Every filter / sort / group decision is encoded in the URL on the Studio side, so a teammate can paste a link to "the Low-confidence rows on sales.orders, sorted by description length" and land on the same view.

Column-level review

Tables are reviewed in two layers:

  1. The table description. One row at the top of the table's slice in the Results tab. Same affordances as any other row: accept, edit, skip.
  2. Each column. Indented under the table row. Column rows carry the candidate description, confidence pill, and an alternatives carousel (/n_alternatives-controlled candidate count). The reviewer picks one with the number key, edits inline, or skips.

A skip on a single column does not invalidate the table description. A skip on the table description does not invalidate column work below it — the orchestrator keeps the two as independent rows in run_results, so partial reviews are normal and the Pending queue reflects exactly what hasn't been touched.

column_overrides persistence

When a reviewer edits a column inline, AMX records the override in the run row's column_overrides field.

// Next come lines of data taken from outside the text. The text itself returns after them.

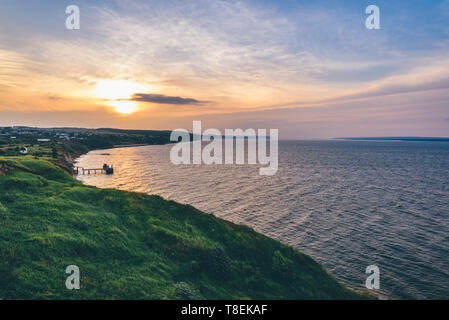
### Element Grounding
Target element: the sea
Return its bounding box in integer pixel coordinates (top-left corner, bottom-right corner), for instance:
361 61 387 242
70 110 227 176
76 140 449 299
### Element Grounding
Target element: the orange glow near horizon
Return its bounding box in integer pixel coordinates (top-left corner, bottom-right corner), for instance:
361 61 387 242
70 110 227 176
92 80 147 114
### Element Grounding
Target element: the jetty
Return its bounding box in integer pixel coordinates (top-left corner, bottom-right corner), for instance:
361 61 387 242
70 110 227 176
75 164 114 175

A subsequent /rerun (or the Re-Run button) reads the field and skips those columns by default — the reviewer's chosen text wins. Pass --ignore-overrides to re-draft from scratch when you explicitly want a fresh attempt on every column.

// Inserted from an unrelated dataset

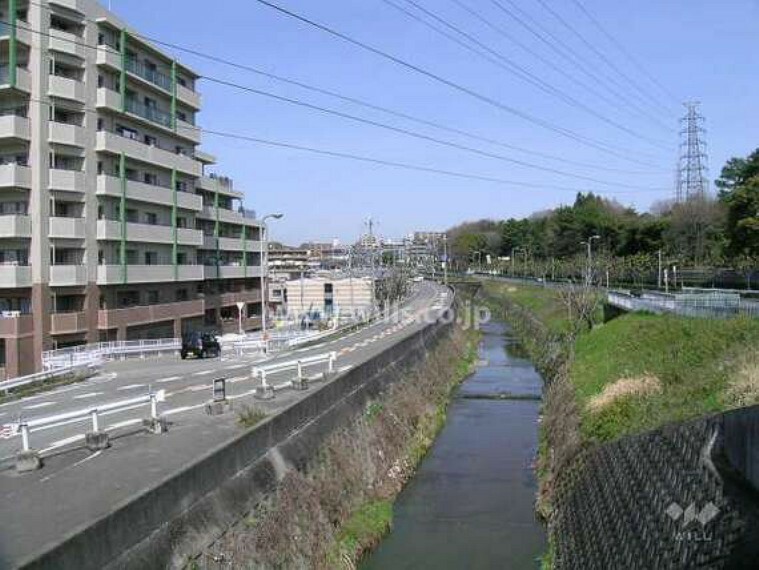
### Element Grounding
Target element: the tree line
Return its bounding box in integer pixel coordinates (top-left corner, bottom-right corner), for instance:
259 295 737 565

The same field carries forward into /analyze schedule rows: a schedule that was added with column-level picks persists the override block, so the next fire re-uses it.

Pagination

Studio paginates the Results tab at 100 rows per page; the page-size picker goes 25 / 50 / 100 / 250. The pager surfaces total row count and a "jump to page" input so a reviewer can resume on page 7 the next morning without losing place. URL state again preserves the page across reloads.

/pending paginates the same way; the Apply pending queue button applies everything that matches the current filters (not just the visible page), with a confirmation modal that prints the row count and target DB before any COMMENT lands.

REPL parity

/analyze review paginates the same set with n / p keys, accepts the same status filters via --status, and surfaces the same alternatives carousel:

> /analyze review --status pending --kind column --limit 50

1/2,148  public.users.email      [Low]   2 alt
  AMX → Email address of the registered user used for transactional notifications.
  alt 1) Email address of the user account, used for password reset and notifications.
  alt 2) Contact email captured at sign-up.

Keys: [a]ccept · [e]dit · [s]kip · [1/2/3] pick alt · [n]ext · [p]rev · [q]uit

/history review <run_id> is the post-hoc equivalent — same UI, but re-opens an already-run pass for late edits. Edits there also write to column_overrides so the row is durable across re-runs.

Verify

  1. In Studio Results, click Filter → Pending + Low, Group by table — the row count in the page header should drop to "(showing 47 of 2,148)".
  2. Type a column name into Search; the visible rows narrow without a server round-trip.
  3. Edit one column, navigate to /runs/:id Scope tab — the column should appear in the column_overrides block.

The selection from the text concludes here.